Vikram Vedha: An Entertainer In The Truest Sense

Vedha piggybacks on Vikram and guides him through this muddled maze where cops and criminals exist not as good or bad, but as players in a dirty game
Vikram Vedha: An Entertainer In The Truest Sense

All of mankind's evolution can be attributed to two factors – storytelling and questioning. Long before information was stored in the clouds and data farms, knowledge was passed on through story telling. 'How to set a trap for the predator', 'Which areas of the forest are not to be ventured into' and the like. Questioning in form of the primordial Ws (who, what, where, when and why) guided humanity through the forests into the concrete jungles. Pushkar-Gayathri's Vikram Vedha uses storytelling and questioning in its narrative to create an immensely watchable version of the gangster-cop trope.

'Oru kadha sollata sir (shall I tell you a story sir)?' asks Vedha (Vijay Setupathi), the wanted fugitive, of Vikram (R. Madhavan) the cop. What follows is the noirish retelling of the Vikram-Betaal folklore. Like the tale, this movie revolves around the 'stories' narrated by Vedha and the answers that Vikram seeks. While the Vikram of the folklore was forced to answer the questions and let his head explode into thousand pieces, the Vikram in this story needs to find the answers to keep his sanity.

Vikram, one half of the eponymous title is introduced as the good guy. The north of the moral compass who points and shoots at 'deserving' criminals. In a 'hero paadam' he would be the messiah saving the day. In this universe, he is a horse with blinkers, comfortable in a self-made straitjacket of black and white, oblivious to the empire of grey in his immediate vicinity. Vedha, the 'bad' guy, gets the typical big hero entry. He is almost a ghost fabricated from folklore, his appearance preceded by apocryphal tales. His slow-motion introduction as he waltzes into the police station lives up to those tales. It is only when we enter the world of his stories that we realize that the Vedha of those tales is partly truth and partly fiction.

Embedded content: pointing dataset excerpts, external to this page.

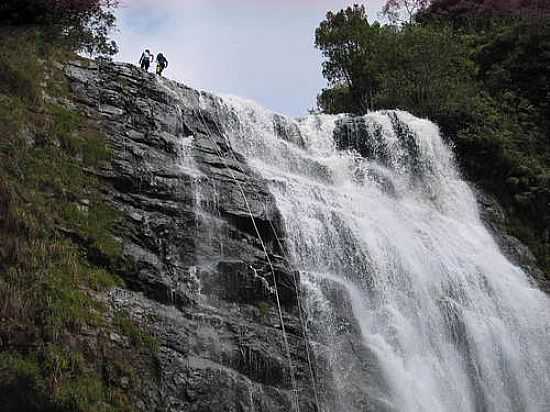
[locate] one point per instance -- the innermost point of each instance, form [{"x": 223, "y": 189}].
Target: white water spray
[{"x": 452, "y": 324}]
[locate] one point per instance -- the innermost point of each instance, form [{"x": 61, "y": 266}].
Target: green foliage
[
  {"x": 486, "y": 85},
  {"x": 57, "y": 248}
]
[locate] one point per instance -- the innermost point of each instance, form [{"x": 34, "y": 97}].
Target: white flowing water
[{"x": 452, "y": 324}]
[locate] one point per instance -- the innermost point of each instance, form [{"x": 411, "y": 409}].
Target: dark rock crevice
[{"x": 197, "y": 273}]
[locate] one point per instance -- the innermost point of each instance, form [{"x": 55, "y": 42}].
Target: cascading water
[{"x": 448, "y": 322}]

The screenplay draws the lines between them even before they meet. Vikram demarcates this line literally in his 'Indha pakkam naan, andha pakkam nee' lecture on morality. Vikram inherits this life lesson from his father. A simplistic way of looking at things, in black and white, right and wrong, criminals and cops. It is the lullaby that helps him sleep peacefully after a day of encounter killings. The naïve sweetness of this lullaby gets shattered by the Dappan Koothu of Vedha's travails with reality. Post his meeting with Vedha, tinges of grey start appearing in Vikram's confined colour palette. The lines start to blur.

Vedha piggybacks on Vikram (in one scene, literally so) and guides him through this muddled maze where cops and criminals exist not as good or bad, but as players in a dirty game. Vedha is also like the Krishna to Vikram's Arjuna, becoming the guide in the battlefield, prodding him to see the evil in his kin (fellow cops) and take up arms against them. Their journey also introduces a load of interesting characters: the scheming senior cop, the shrewd mafia boss (both sort of mentors to the protagonists), the innocent collateral and the conflicted friend. There are also two female characters, limited to the periphery of the male-dominated proceedings, but strong nonetheless.

Mainstream entertainers have often been derided as mindless and masala, perhaps for good reason. Vikram Vedha is a template on how to make a mainstream entertainer that has the action and the whistle-worthy moments, yet does not shove a 'leave your brains at home' disclaimer at the audience's face. The movie works on the surface as a gangster-cop action drama. It becomes a more enriching experience if you notice the light and shadow play associated with noir or the frames positioning Vikram and Vedha (first in stark contrast opposite each other, at each other's back towards the mid-point and taking cover next to each other during the climactic fight). Without the dilution of adjectives like mindless or masala, Vikram Vedha is an entertainer in the truest sense.